Monday, March 9, 2009

The sign of a good doctor.

I spent last week in Boston with a campus ministry group from Grand Valley. It was an amazing trip. We went around to different rehab facilities, rest homes, and homeless shelters to help out. Lots of painting and convincing sheltered Grand Rapids kids that rest homes are gross by nature. It was real good to get back to Boston. I think for the first time I truly felt like an adult. I was the "adult leader" for the trip and kind of had the role of being the responsible one. I felt very comfortable in that role. My co-leader is a super indecisive people-pleaser, which expanded my role a lot. I thought we made a real good team.

I got to meet with a few old friends from college and an old professor. While meeting with the old professor I further felt like a real adult. We only talked for like 10 min., but at one point he got real quiet and started telling me about some career moves he was looking into. While we were talking I realized that he wasn't Prof. Richard Lawler, PhD Yale University, and I wasn't John McClain, college student. He was Rich and I was John. Sometime in the past 3 years I have attained adulthood. My superiors are no longer socially dominant over me. They are, to some degree, friends. I guess the fact that I'm going climbing with my boss indicates a level of friendship.

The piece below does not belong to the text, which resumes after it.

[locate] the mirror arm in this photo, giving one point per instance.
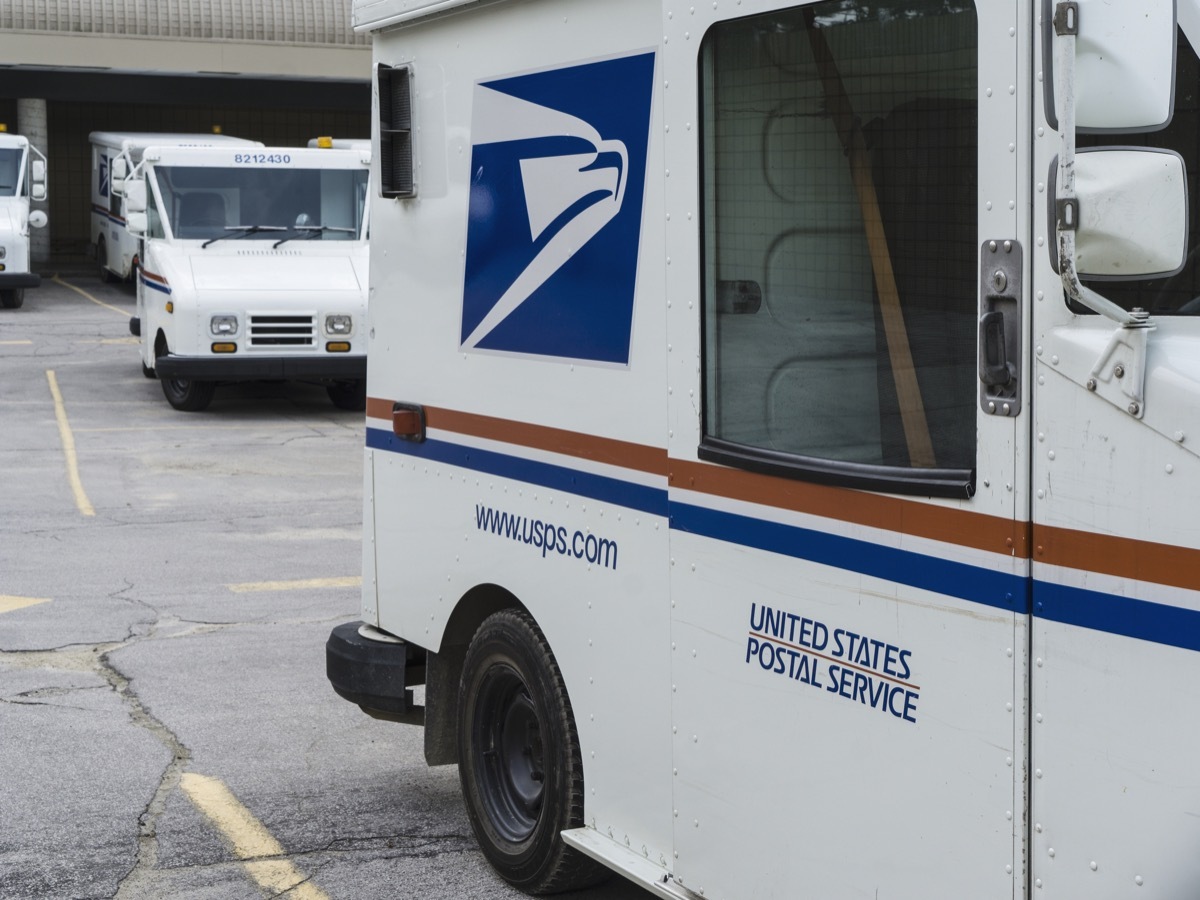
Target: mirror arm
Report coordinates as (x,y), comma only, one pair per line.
(1066,24)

I like to hope that I will always retain a bit of childhood. As long as I laugh at the word "Pooberry" I think I'm safe.

In Boston I met somebody who was going to Harvard's undergrad/med school combination program. She was in her early 40's and had survived a near-fatal assault and recovery from severe brain injury. The funny thing about her was her extreme thoroughness. When riding the T she knew the exact spot to stand at each station in order to end up exactly where she wanted to be at her destination. For example, if she is taking taking the red line from Harvard, you wait at the second Pepsi machine and it will put you in front of the stairs at Shawmut. If you are going from Downtown Crossing to Shawmut you wait at the first fan. I've always heard that the sign of a good doctor is thoroughness. It makes me wonder how thorough I am in my life. I think I am more than many, but far from very thorough. I think I hold communication to a higher priority, but maybe I need to work on thoroughness.

Now to finish a long paper and begin another long paper. Big couple of days ahead of me.

1 comment:

  1. God trip to Boston. Amazing who God puts in front of you. When you said "throughness" I thought of the Book, Better, that we gave you for Christmas. I think the Doctor author was really addressing the whole idea of thoroughness. Breaking through to friendship is an honor and just insightful. It is probably the highest form of coummincation.